Even so, in the longest study of its kind to date, the strategy of adding slightly more and more peanuts to a child’s diet each day has enabled five children once allergic to peanuts to eat peanuts and peanut butter at will, says study coauthor Wesley Burks, a pediatric allergist and immunologist at Duke University Medical Center in Durham, N.C.
Burks and his Duke colleagues teamed with scientists at the Arkansas Children’s Hospital in Little Rock to enroll in the study 29 children who were allergic to peanuts. As part of the protocol, each child initially received only microscopic amounts of peanut in a solution given at a research center. After a few days, the children started getting tiny but ever-increasing amounts of carefully measured peanut powder at home; their parents sprinkled it on their food. At the start of the study, the kids were 5 years old on average.
After eight months, some of the volunteers were able to eat 13 to 15 peanuts without having any allergic symptoms.

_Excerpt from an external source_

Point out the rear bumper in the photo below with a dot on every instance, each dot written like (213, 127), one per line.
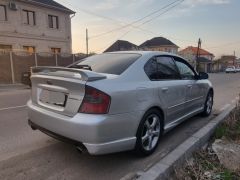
(100, 134)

Nine of the children have now been getting the treatment for more than two years, and five of them appear to be free of peanut allergy even though they are no longer getting the treatment, Burks says. “They are putting peanuts in their diet,” Burks says.
The other four from this initial group of nine have been slower to benefit from the gradual exposure, possibly because they had a stronger allergy to begin with, he says. Data from the other participants will be available in coming months.
The two teams have begun a second allergy study in which five children receive this gradual peanut treatment and five others get a placebo. After one year, early results show protection in the treated children. This study is needed to help determine whether the strategy works.
“These are preliminary, small studies that are not yet giving us a final answer on the best treatment methods,” says Robert Wood, a pediatric allergist at Johns Hopkins University in Baltimore. He thinks the approach holds promise, but predicts that such daily treatment might still be 10 years off.
This treatment was actually tried more than a hundred years ago but was set aside, says Scott Sicherer, a pediatric allergist at Mount Sinai School of Medicine in New York City. The new studies raise many questions, he says. “Have we really cured the allergy, or are [the patients] just desensitized while they are getting the treatment?” he asks.
Nevertheless, the burden that a food allergy places on a family makes this treatment worth pursuing under scientific supervision, Sicherer says. “This is very encouraging, but it’s not something you try at home.”